Vendredi, les représentants Scott Fitzgerald, Zoe Lofgren et Ben Cline ont présenté ce nouveau projet de loi pour empêcher la poursuite des développeurs de logiciels qui écrivent du code, contrairement à ceux qui détiennent et transmettent les actifs des clients. La législation précise que l’article 1960 du Code pénal ne s’applique qu’aux développeurs qui gèrent des fonds.
Il concerne les individus ou entités qui transfèrent des fonds pour le compte d’autrui sans licences d’État appropriées ou qui ne respectent pas les exigences de déclaration fédérales, y compris les obligations anti-blanchiment d’argent (AML). La loi est couramment utilisée pour poursuivre les schemes illégaux de transmission d’argent, y compris ceux impliquant des actifs numériques, lorsque les opérateurs sont trouvés en train de déplacer ou de contrôler des fonds clients sans autorisation.

PUBLICITÉ L’article 1960 fait référence à l’article 18 U.S.C. § 1960 du code pénal fédéral, qui considère comme activité criminelle l’exploitation d’entreprises de transmission d’argent non autorisées. Il est illégal pour quiconque ou toute entité de transférer des fonds pour autrui sans les licences d’État requises et le respect des obligations fédérales, y compris les dispositions anti-blanchiment d’argent (AML).
Les autorités invoquent souvent cette disposition pour poursuivre des schemes illégaux de transmission d’argent, y compris dans le domaine des cryptomonnaies, où des individus sont accusés de détenir ou de déplacer des fonds clients sans autorisation réglementaire.
Le projet de loi apporte une clarté réglementaire au débat sur la question de savoir si les développeurs non custodiaux doivent être poursuivis de la même manière que les acteurs custodiaux. Il s’aligne avec l’intention initiale de l’article 1960 et reflète un consensus du Congrès et des tribunaux sur la question.

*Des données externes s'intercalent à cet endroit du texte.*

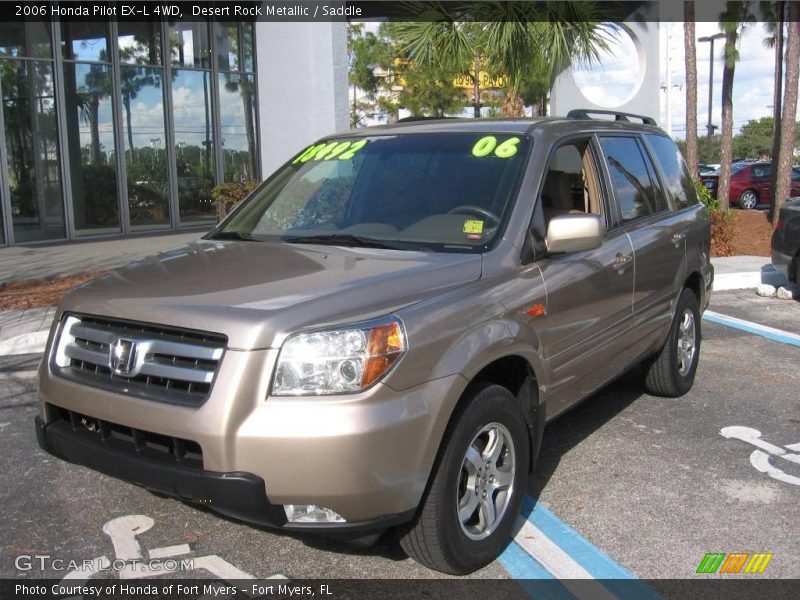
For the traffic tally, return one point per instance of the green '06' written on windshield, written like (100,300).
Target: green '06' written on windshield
(343,150)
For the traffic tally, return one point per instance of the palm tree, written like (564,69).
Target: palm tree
(691,86)
(516,38)
(783,162)
(775,26)
(732,23)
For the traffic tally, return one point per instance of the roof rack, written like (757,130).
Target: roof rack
(584,113)
(412,119)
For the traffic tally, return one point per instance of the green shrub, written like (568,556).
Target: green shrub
(721,222)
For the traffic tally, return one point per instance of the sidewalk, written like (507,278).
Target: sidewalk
(25,331)
(37,262)
(742,272)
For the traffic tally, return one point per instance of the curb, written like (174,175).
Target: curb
(748,279)
(27,343)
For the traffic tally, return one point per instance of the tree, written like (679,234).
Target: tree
(783,167)
(775,26)
(518,39)
(691,85)
(732,23)
(370,59)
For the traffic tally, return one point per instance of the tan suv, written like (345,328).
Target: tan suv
(377,336)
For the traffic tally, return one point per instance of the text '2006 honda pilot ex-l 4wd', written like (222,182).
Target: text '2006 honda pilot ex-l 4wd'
(376,337)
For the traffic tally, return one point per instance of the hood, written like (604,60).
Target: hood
(257,292)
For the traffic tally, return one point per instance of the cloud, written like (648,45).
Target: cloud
(752,85)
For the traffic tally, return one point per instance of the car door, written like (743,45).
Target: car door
(588,293)
(762,182)
(656,232)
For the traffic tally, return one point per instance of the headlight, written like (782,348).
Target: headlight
(338,361)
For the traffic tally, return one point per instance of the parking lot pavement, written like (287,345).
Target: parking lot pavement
(626,481)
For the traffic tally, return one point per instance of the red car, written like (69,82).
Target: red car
(751,184)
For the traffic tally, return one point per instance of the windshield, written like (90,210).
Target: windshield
(443,192)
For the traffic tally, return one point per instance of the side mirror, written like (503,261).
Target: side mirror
(575,233)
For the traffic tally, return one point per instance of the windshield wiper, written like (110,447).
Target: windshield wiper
(233,235)
(348,239)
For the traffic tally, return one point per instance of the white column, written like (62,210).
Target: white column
(302,86)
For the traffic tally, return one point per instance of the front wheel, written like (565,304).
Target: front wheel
(748,200)
(476,490)
(671,372)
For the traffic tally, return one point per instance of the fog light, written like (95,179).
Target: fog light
(309,513)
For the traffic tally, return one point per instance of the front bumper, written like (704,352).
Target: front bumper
(365,456)
(238,495)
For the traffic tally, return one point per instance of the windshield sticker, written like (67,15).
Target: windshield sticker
(330,151)
(488,144)
(473,227)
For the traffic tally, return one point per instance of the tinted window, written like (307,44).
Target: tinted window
(762,170)
(634,188)
(675,171)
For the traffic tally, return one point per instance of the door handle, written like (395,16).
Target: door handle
(678,238)
(621,262)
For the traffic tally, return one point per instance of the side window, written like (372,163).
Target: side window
(570,183)
(679,181)
(634,188)
(762,171)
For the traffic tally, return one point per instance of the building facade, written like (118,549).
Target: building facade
(116,128)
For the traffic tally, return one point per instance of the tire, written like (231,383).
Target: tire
(439,537)
(671,372)
(748,200)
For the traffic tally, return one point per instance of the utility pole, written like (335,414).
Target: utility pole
(710,126)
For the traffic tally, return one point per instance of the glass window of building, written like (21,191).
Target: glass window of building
(234,48)
(90,145)
(26,40)
(87,41)
(33,196)
(189,45)
(143,125)
(194,144)
(139,43)
(116,128)
(238,129)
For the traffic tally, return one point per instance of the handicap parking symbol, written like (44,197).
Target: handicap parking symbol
(762,457)
(130,562)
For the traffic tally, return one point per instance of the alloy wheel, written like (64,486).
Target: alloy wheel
(486,483)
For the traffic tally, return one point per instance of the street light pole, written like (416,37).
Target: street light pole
(710,126)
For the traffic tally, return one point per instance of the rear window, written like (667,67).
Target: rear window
(631,177)
(678,179)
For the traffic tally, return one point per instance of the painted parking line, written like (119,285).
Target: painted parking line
(770,333)
(546,548)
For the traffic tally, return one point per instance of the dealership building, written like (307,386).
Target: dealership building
(114,128)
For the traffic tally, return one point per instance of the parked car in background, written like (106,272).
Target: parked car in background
(751,184)
(707,169)
(786,241)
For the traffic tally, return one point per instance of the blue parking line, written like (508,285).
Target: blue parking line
(753,328)
(582,551)
(521,565)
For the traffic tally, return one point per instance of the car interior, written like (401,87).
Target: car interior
(571,183)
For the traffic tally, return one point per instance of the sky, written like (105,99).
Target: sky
(753,78)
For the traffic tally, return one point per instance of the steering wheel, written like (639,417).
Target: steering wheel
(493,219)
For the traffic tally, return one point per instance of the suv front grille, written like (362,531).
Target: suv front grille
(133,441)
(165,364)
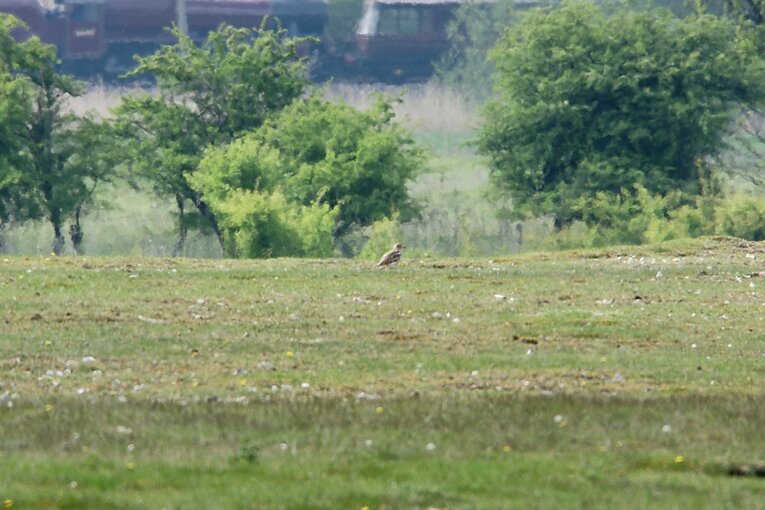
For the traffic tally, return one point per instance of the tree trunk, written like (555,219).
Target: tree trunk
(58,236)
(207,214)
(75,233)
(182,228)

PUBLICITÉ ## Protéger l’innovation tout en ciblant l’activité criminelle
Alors que l’article 1960 s’appliquait à l’origine aux développeurs custodiaux, les cas de Tornado Cash et Samourai Wallet, où la loi a été appliquée à des développeurs qui n’ont fait que coder, ont nécessité la définition claire des limites que le projet de loi établit.
« Trop longtemps, » a déclaré le député Cline, « la sur-réglementation fédérale a brouillé la ligne entre les mauvais acteurs et les innovateurs qui construisent la technologie de prochaine génération. »
« Ce projet de loi bipartite restaure la clarté nécessaire en protégeant les développeurs qui ne contrôlent pas les fonds des clients, tout en permettant aux forces de l’ordre de continuer à cibler les véritables criminels. Je suis fier de soutenir cet effort pour maintenir l’Amérique en tête de l’innovation blockchain mondiale. »
Au cours des dernières années, des experts ont tiré la sonnette d’alarme face à un exode massif de développeurs américains vers d’autres juridictions, par crainte de poursuites injustes. Une fois la nouvelle législation adoptée, elle garantira la protection de ces développeurs non custodiaux, et par extension, assurera l’avenir du leadership américain dans le domaine des actifs numériques.